Het gaat hier over de Antwerpsche bergen en dijken, hillen en terpen; over de beteekenis van den naam Antwerpen, die voor goed vastgelegd wordt; over de Brabo-legende; het afbakenen van het eerste grondgebied en het bepalen der eerste Antwerpsche grenzen; de Antwerpsche namen op inc; den oorsprong van het Kiel; het bewerken van de stad door St. Amandus; de eerste kapel van het Kiel met het tragisch einde van Hugo Nose; de bediedenis van het trompetgeschal bij officieele afkondigingen; het geheim van den Antwerpschen burcht; bepaalde oude hoekjes van de Scheldestad; de eerste straten van Antwerpen; de groote eigenaars der 13e eeuw; de oudste poldercostuymen en de benuttiging der polderlanden; de stadspoorten (ruien, vesten); het steegsken aan de Hooipoort; de bisschopsvisieten in de 13e eeuw (Wiard, Claus, Ingelram, Willem); de eerste Antwerpsche Predikheeren.

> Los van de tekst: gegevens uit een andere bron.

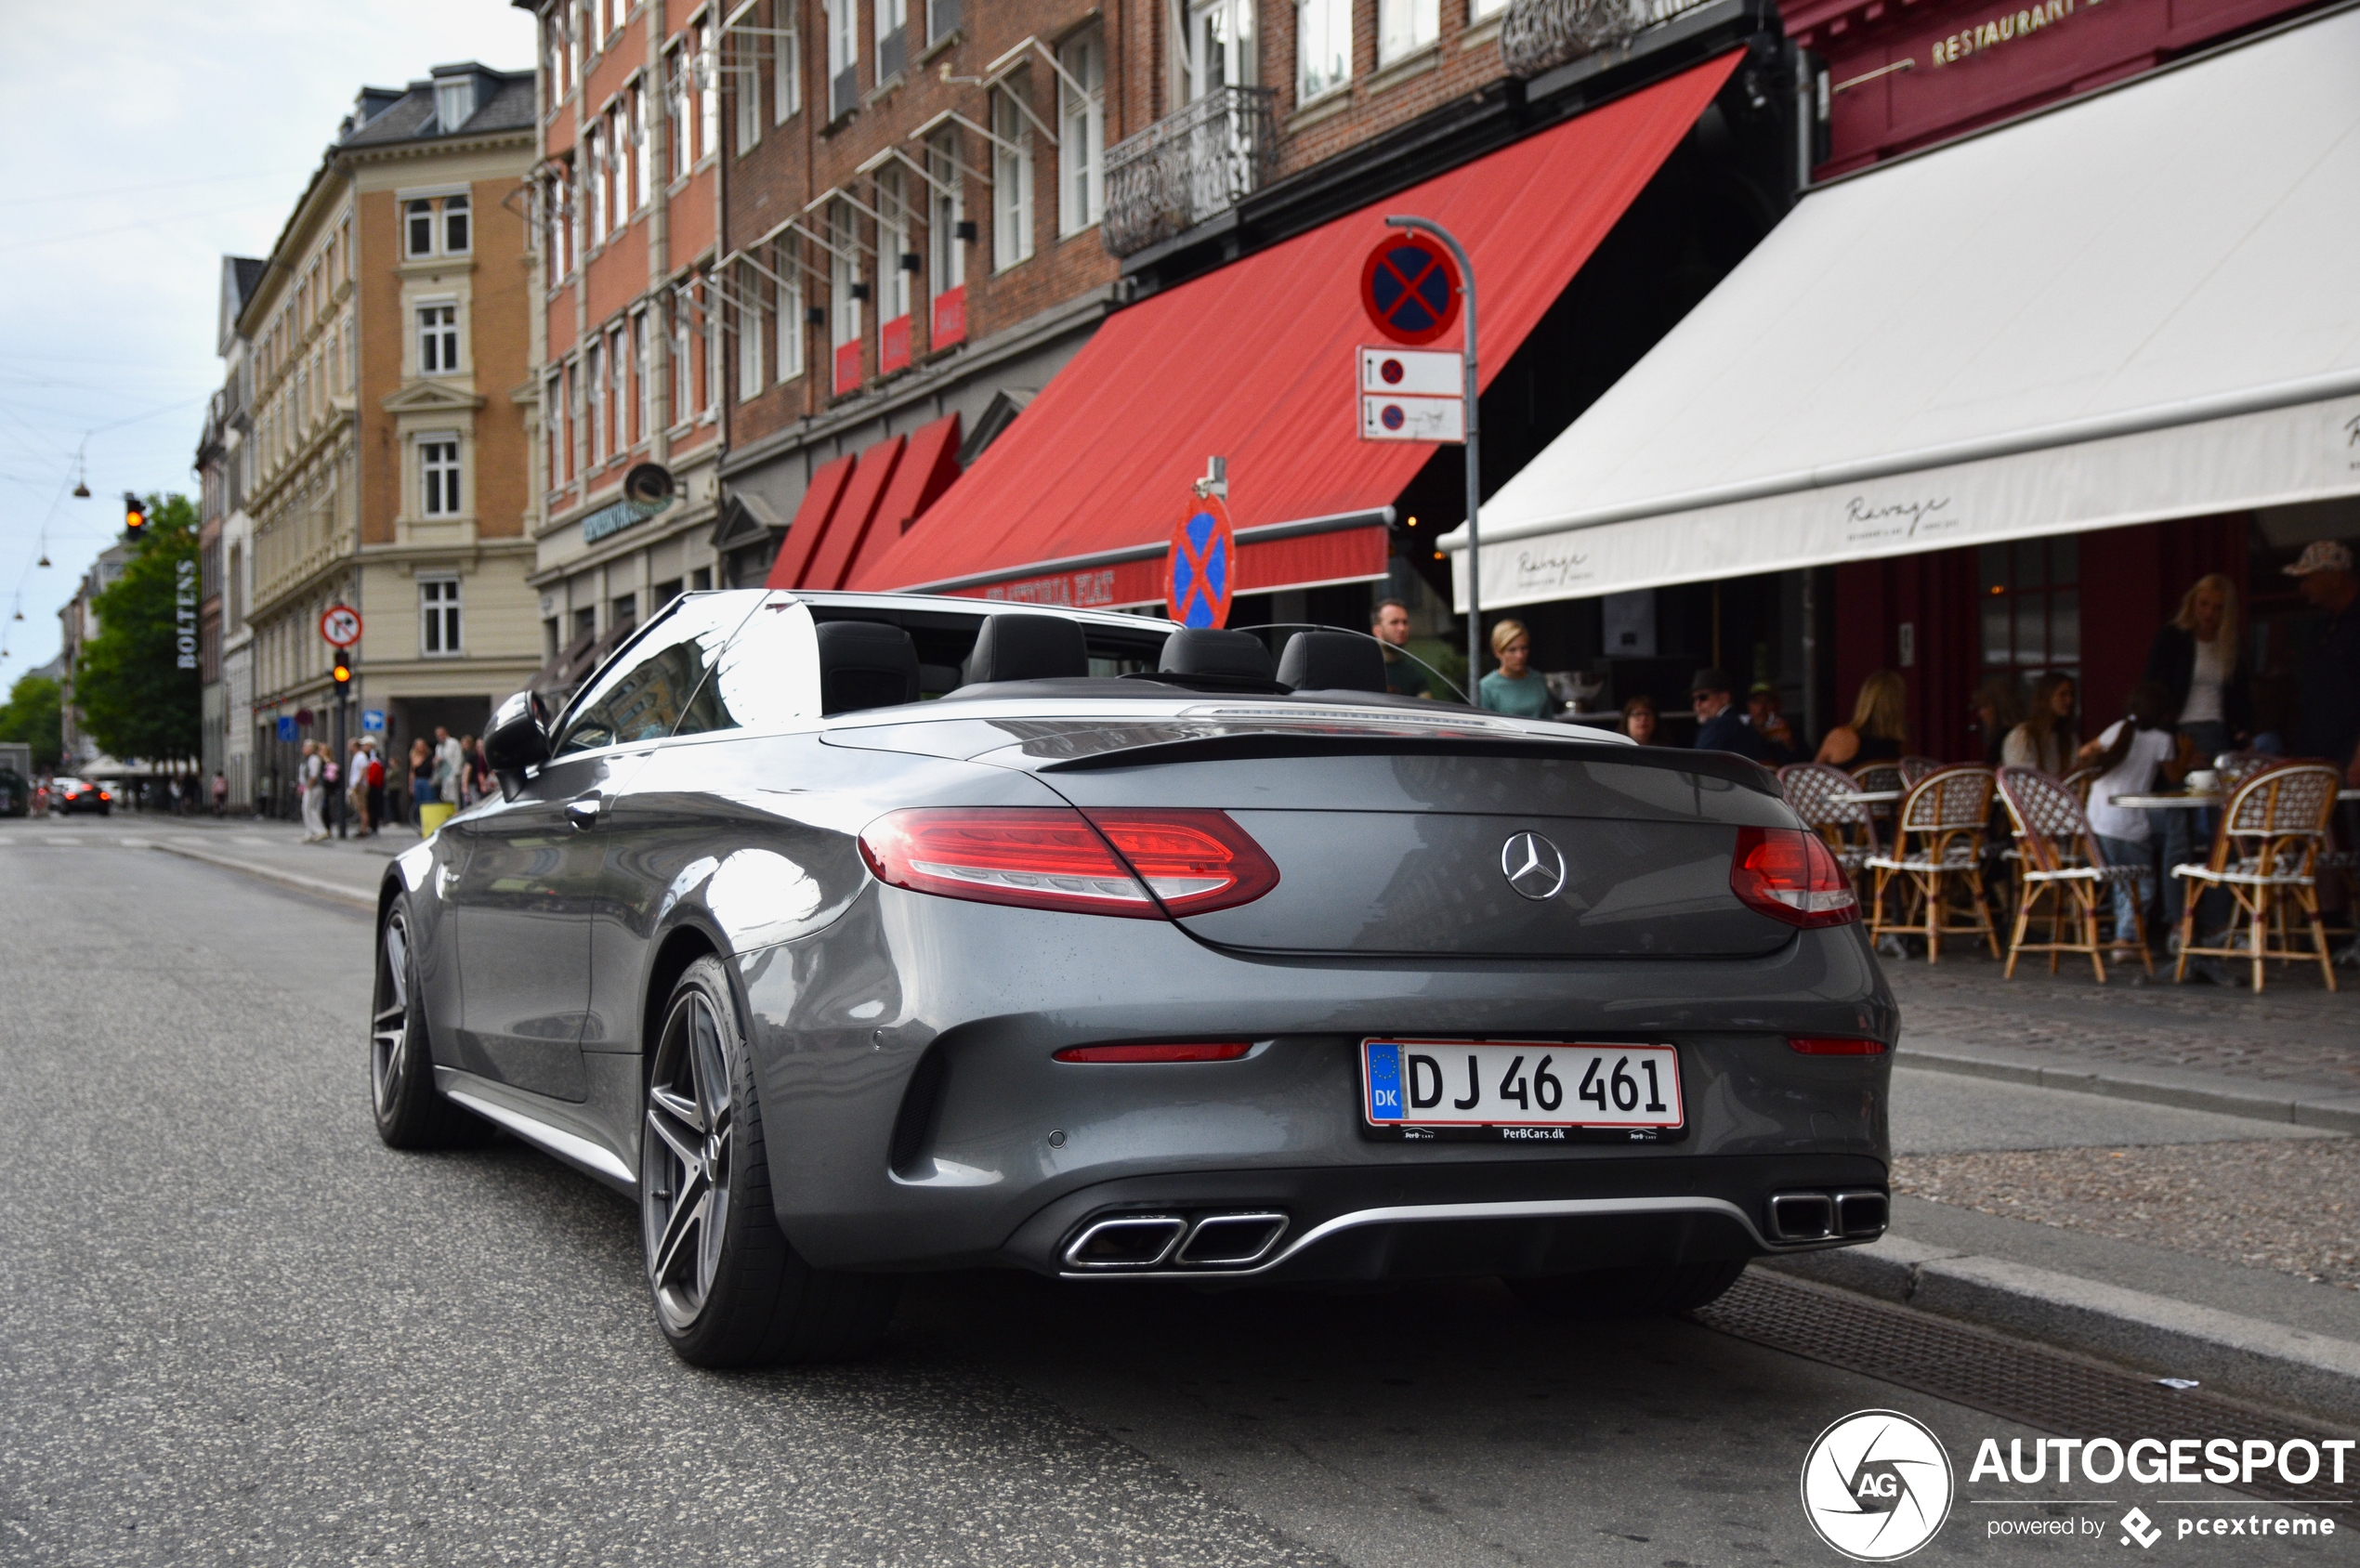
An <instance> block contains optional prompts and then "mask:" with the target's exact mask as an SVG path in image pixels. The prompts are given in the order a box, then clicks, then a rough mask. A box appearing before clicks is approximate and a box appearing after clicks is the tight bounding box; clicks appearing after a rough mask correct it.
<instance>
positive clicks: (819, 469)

Dr. Prims wijst in het bijzonder op oude volksgebruiken en costuymelijkheden (rechten, costuymen, keuren), gaat verder den oorsprong na van Meirbrug en -poort en hun latere geschiedenis; vertelt ons die van den ‘Poeiermolen’; stelt ons voor het vraagstuk der kanalen ter redding van het ingesloten Antwerpen.

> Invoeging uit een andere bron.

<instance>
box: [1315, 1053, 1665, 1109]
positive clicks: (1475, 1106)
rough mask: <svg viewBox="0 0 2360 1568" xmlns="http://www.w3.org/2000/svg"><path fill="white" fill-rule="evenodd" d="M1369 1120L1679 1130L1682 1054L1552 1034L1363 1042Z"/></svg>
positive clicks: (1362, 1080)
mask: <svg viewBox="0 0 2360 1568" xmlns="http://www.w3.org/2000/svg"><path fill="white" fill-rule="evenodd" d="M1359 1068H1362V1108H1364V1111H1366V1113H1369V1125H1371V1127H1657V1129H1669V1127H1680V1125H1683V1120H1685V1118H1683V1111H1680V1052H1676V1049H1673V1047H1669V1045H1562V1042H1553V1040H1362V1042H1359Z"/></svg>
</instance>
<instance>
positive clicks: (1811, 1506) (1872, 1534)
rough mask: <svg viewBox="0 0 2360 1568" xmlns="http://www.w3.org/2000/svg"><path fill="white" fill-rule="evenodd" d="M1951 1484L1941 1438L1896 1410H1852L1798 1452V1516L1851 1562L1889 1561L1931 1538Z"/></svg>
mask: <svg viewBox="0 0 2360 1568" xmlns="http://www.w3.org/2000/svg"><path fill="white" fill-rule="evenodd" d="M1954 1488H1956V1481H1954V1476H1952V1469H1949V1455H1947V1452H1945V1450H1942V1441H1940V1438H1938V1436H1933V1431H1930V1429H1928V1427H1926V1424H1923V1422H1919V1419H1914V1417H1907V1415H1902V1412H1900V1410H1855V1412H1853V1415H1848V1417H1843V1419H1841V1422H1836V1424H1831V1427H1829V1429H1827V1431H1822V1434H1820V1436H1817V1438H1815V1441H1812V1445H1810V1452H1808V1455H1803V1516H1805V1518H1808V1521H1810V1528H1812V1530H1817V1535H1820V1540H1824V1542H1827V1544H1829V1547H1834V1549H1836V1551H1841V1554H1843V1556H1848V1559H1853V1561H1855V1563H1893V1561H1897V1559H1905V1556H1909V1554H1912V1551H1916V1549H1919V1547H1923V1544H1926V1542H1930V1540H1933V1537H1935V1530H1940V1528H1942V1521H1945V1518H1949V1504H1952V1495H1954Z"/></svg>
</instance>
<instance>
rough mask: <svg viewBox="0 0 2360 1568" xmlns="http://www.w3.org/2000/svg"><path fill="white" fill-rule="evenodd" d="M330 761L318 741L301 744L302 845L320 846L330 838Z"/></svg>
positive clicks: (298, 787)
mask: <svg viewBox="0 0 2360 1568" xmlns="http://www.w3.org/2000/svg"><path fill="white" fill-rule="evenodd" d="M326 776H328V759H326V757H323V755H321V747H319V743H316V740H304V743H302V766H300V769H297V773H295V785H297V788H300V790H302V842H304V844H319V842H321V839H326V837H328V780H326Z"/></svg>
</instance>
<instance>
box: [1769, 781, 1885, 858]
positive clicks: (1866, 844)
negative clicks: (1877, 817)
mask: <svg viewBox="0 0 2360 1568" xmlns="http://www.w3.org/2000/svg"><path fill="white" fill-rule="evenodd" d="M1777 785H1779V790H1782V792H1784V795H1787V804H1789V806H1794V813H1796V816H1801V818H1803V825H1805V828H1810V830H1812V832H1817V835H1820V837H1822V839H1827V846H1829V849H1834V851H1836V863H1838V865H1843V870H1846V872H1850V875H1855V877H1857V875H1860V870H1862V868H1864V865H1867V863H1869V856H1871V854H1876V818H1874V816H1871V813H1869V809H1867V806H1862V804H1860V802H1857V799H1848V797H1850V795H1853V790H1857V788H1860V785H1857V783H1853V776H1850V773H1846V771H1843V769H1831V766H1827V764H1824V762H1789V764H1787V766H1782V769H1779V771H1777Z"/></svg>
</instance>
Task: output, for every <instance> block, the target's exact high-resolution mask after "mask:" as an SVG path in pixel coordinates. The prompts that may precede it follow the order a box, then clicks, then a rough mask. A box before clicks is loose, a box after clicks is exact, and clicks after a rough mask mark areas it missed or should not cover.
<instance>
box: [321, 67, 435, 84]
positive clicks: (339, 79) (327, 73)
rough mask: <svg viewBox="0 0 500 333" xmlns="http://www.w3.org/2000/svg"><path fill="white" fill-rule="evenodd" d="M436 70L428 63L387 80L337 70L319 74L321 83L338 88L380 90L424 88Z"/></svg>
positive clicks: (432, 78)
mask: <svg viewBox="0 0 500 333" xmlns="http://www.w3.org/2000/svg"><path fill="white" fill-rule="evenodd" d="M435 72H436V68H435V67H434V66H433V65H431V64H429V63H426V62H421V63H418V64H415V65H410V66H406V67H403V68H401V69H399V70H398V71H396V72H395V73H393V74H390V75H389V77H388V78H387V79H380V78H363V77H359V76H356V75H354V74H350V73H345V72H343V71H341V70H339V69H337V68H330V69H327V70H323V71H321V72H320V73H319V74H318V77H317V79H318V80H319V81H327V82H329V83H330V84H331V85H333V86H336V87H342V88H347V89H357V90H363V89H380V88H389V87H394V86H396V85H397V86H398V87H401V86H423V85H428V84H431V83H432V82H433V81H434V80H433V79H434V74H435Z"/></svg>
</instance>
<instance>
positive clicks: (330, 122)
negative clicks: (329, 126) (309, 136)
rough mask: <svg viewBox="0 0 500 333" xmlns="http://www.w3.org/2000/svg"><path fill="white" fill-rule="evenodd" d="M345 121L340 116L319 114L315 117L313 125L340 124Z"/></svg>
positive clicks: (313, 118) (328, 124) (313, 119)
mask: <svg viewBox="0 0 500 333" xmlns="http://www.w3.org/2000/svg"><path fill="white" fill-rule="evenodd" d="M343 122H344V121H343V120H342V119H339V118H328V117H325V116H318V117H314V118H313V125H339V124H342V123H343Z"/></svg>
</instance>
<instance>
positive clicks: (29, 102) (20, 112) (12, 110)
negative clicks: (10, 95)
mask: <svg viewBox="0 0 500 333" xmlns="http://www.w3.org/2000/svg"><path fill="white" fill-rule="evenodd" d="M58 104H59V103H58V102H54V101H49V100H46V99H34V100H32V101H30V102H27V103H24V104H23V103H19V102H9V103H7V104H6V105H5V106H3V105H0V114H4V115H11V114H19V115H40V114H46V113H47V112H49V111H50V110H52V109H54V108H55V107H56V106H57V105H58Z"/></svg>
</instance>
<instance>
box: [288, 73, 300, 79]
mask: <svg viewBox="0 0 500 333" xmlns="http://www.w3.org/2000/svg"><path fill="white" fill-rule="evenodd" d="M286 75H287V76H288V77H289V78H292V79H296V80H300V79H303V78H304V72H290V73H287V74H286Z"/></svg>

Omtrent de geboorteplaats van Rubens legt de geleerde schrijver alle documenten voor, handelt over de ouders van den grooten schilder, over den innerlijken Rubens, dien hij schetst als een overtuigden godsdienstbelijder, als vaderlander en als Sinjoor (La Fiandra nostra carissima patria); deelt allerhande bijna ongekende bijzonderheden mee over zijn graf; beschrijft de onderscheidene Rubensvieringen (karakter, plannen, programma's, congressen, cantaten, tentoonstellingen, stoeten, prijskampen). Dr. Prims verraadt ons, waar de glorierijke ‘Afdoening van het Kruis’ geschilderd werd.
Vriend van de waarheid, toont de Antwerpsche archivaris aan, dat Beethoven's grootvader geen Antwerpenaar was.
De laatste, niet de minst belangwekkende hoofdstukken voeren ons naar het einde der Antwerpsche Predikheeren (1796), hun uitdrijving en hun ballingschap.
We doen een reis naar den vroegeren Vinkenhoek op Beerschot en voelen ons mede overrompeld door een vreemde macht, de macht van de moderne beschaving, die, helaas! het oude in den hoek duwt.